概述
延迟分配delay allocation是ext4非常重要的特性,启用该特性write系统将用户空间buffer写入内存page cache中即返回,此时也不会真正进行磁盘block分配,而是延迟到磁盘回写时(比如dirty ratio达到一定值,定时刷新,主动sync等) 才开始映射磁盘block(map block)进行块分配,好处就是可以将连续的块进行合并merge,结合ext4的mballoc多块分配机制,可以一次性分配多个物理block,降低cpu使用率和碎片化问题。本文将根据内核源码分析ext4的delay allocation机制,脏页达到阈值后台writeback场景分析,其调用栈:
remote Thread 1 In: ext4_writepages Line: 2634 PC: 0xffffffff8155cc91
#0 ext4_writepages (mapping=0xffff8880062459d0, wbc=0xffff888000a27a60) at fs/ext4/inode.c:2634
#1 0xffffffff8134255a in do_writepages (mapping=0xffff8880062459d0, wbc=0xffff888000a27a60) at mm/page-writeback.c:2352
#2 0xffffffff814697c5 in __writeback_single_inode (inode=0xffff888006245858, wbc=0xffff888000a27a60) at fs/fs-writeback.c:1461
#3 0xffffffff8146a06c in writeback_sb_inodes (sb=<optimized out>, wb=0xffff88800442e060, work=0xffff888000a27d50) at fs/fs-writeback.c:1721
#4 0xffffffff8146a4ff in __writeback_inodes_wb (wb=0xffff88800442e060, work=0xffff888000a27d50) at fs/fs-writeback.c:1790
#5 0xffffffff8146a9d9 in wb_writeback (wb=0xffff88800442e060, work=0xffff888000a27d50) at fs/fs-writeback.c:1896
#6 0xffffffff8146c865 in wb_check_background_flush (wb=<optimized out>) at fs/fs-writeback.c:1964
#7 wb_do_writeback (wb=<optimized out>) at fs/fs-writeback.c:2052
#8 wb_workfn (work=0xffff88800442e1f0) at fs/fs-writeback.c:2080
#9 0xffffffff81196a32 in process_one_work (worker=0xffff8880009f0400, work=0xffff88800442e1f0) at kernel/workqueue.c:2269
#10 0xffffffff81196de9 in worker_thread (__worker=0xffff8880009f0400) at kernel/workqueue.c:2415
#11 0xffffffff811a0a89 in kthread (_create=<optimized out>) at kernel/kthread.c:292
数据结构
writeback_control
/*
* A control structure which tells the writeback code what to do.

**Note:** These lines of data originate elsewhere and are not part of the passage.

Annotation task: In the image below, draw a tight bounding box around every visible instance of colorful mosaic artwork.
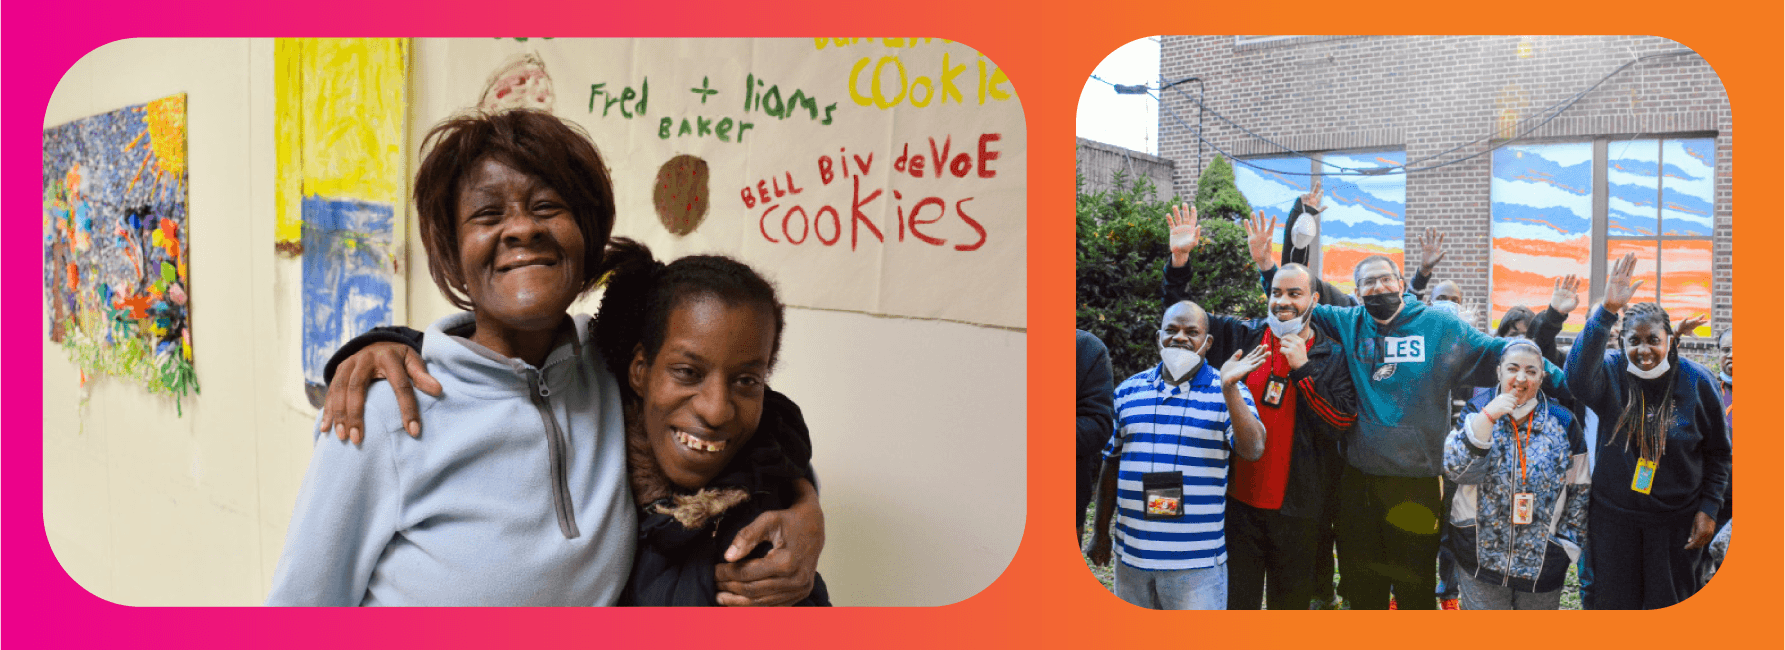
[43,93,197,409]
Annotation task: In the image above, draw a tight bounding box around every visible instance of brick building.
[1157,35,1731,343]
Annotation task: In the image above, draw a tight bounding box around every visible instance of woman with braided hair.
[591,238,829,606]
[1563,253,1730,609]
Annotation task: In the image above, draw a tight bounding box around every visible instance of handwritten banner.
[415,38,1026,329]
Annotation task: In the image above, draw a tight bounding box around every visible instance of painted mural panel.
[1490,142,1594,331]
[1605,136,1714,336]
[1318,150,1406,295]
[43,94,197,407]
[1659,138,1714,236]
[1606,239,1660,313]
[1659,239,1713,336]
[1606,138,1660,237]
[1233,155,1308,264]
[276,38,408,405]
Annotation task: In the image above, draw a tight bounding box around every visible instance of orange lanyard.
[1511,413,1533,486]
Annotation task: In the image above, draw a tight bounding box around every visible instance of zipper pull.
[524,368,551,397]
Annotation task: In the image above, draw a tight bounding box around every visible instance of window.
[1234,150,1407,294]
[1490,137,1715,336]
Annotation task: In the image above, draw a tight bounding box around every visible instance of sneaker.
[1440,598,1460,610]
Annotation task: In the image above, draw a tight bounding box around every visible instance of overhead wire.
[1093,48,1699,178]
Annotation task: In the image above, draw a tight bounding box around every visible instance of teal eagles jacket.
[1307,297,1567,477]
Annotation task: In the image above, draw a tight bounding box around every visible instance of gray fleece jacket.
[267,312,635,606]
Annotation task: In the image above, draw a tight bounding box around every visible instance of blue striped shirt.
[1101,362,1256,571]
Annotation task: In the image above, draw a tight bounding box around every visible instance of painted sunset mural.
[1233,151,1406,294]
[1491,142,1594,331]
[1318,151,1406,294]
[1492,138,1714,335]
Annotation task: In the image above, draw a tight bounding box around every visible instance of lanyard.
[1511,411,1533,487]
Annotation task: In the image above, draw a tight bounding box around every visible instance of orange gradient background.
[4,2,1777,649]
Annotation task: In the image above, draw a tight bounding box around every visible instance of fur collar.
[625,402,750,530]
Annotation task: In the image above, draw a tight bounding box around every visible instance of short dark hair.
[1352,254,1401,289]
[413,109,616,310]
[593,238,786,401]
[1495,305,1537,337]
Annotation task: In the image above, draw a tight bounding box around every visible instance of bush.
[1077,169,1266,381]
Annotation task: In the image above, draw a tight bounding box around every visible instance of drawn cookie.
[479,53,555,113]
[653,155,709,236]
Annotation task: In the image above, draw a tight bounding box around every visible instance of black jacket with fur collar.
[619,389,831,606]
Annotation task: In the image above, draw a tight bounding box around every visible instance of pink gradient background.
[6,2,1779,649]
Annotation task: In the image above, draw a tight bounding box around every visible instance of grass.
[1081,503,1586,609]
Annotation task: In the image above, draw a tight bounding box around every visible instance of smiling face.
[630,294,777,490]
[1158,301,1209,356]
[1623,317,1671,373]
[1496,346,1545,405]
[455,157,586,350]
[1270,265,1315,324]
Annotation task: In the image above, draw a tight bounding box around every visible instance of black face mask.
[1361,292,1402,321]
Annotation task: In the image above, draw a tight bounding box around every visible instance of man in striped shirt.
[1084,300,1269,609]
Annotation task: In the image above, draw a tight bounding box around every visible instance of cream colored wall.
[42,37,317,606]
[43,38,1027,608]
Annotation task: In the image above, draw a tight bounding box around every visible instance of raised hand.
[1675,313,1709,343]
[1300,179,1324,212]
[1602,252,1645,314]
[1549,273,1582,315]
[1167,203,1201,266]
[1219,345,1270,387]
[1418,227,1449,275]
[1245,210,1279,271]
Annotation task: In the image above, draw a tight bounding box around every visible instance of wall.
[1075,137,1174,200]
[42,38,1026,607]
[42,37,316,606]
[1157,35,1732,335]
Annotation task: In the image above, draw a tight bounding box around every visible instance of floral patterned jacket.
[1443,391,1590,593]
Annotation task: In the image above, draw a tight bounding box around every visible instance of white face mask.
[1266,311,1305,338]
[1510,396,1539,420]
[1160,346,1202,381]
[1627,354,1671,380]
[1292,214,1319,249]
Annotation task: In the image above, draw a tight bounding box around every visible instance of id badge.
[1262,374,1288,407]
[1631,458,1657,494]
[1141,471,1185,520]
[1511,492,1535,525]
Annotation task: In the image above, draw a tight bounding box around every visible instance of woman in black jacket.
[1564,253,1730,610]
[591,239,830,606]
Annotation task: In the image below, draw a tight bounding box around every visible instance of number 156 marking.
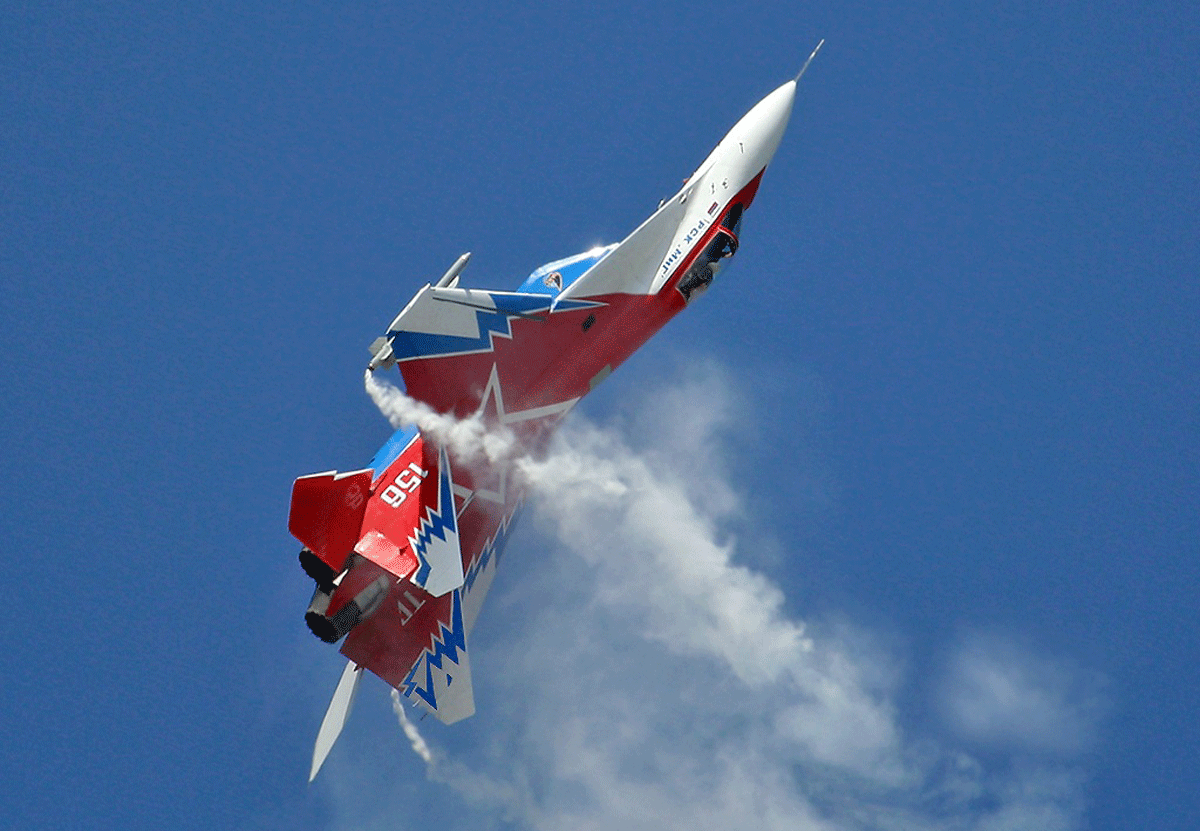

These are
* always on the stack, and hence need no locking. They are always initialised
* in a manner such that unspecified fields are set to zero.
*/
struct writeback_control {
long nr_to_write; /* Write this many pages, and decrement
this for each page written */
long pages_skipped; /* Pages which were not written */
/*
* For a_ops->writepages(): if start or end are non-zero then this is
* a hint that the filesystem need only write out the pages inside that
* byterange. The byte at `end' is included in the writeout request.
*/
loff_t range_start;
loff_t range_end;
enum writeback_sync_modes sync_mode;
unsigned for_kupdate:1; /* A kupdate writeback */
unsigned for_background:1; /* A background writeback */
unsigned tagged_writepages:1; /* tag-and-write to avoid livelock */
unsigned for_reclaim:1; /* Invoked from the page allocator */
unsigned range_cyclic:1; /* range_start is cyclic */
unsigned for_sync:1; /* sync(2) WB_SYNC_ALL writeback */
/*
* When writeback IOs are bounced through async layers, only the
* initial synchronous phase should be accounted towards inode
* cgroup ownership arbitration to avoid confusion. Later stages
* can set the following flag to disable the accounting.
*/
unsigned no_cgroup_owner:1;
unsigned punt_to_cgroup:1; /* cgrp punting, see __REQ_CGROUP_PUNT */
...
};
1.sync_mode字段
/*
* fs/fs-writeback.c
*/
enum writeback_sync_modes {
WB_SYNC_NONE, /* Don't wait on anything */
WB_SYNC_ALL, /* Wait on every mapping */
};
源码备注很清晰,WB_SYNC_NONE : 不需要等待数据真正落盘返回,WB_SYNC_ALL需要等待数据落盘完成返回,sync调用使用。
2. range_cyclic
字段
值为 1 表示当前任务的回写范围为整个 inode
,并且从上次完成的位置作为起始位置进行循环回写。值为 0 则根据 struct writeback_control wbc
的 range_start
以及 range_end
作为回写的范围。
static int ext4_writepages(struct address_space *mapping,
struct writeback_control *wbc) {
...
if (wbc->range_cyclic) {
writeback_index = mapping->writeback_index;
if (writeback_index)
cycled = 0;
mpd.first_page = writeback_index;
mpd.last_page = -1;
} else {
mpd.first_page = wbc->range_start >> PAGE_SHIFT;
mpd.last_page = wbc->range_end >> PAGE_SHIFT;
}
...
}
3. for_update字段
值为 1 表示当前任务是定期回写任务,用于回写已经至脏超过指定时间的脏页。通过get_nr_dirty_pages获取回写的page数量。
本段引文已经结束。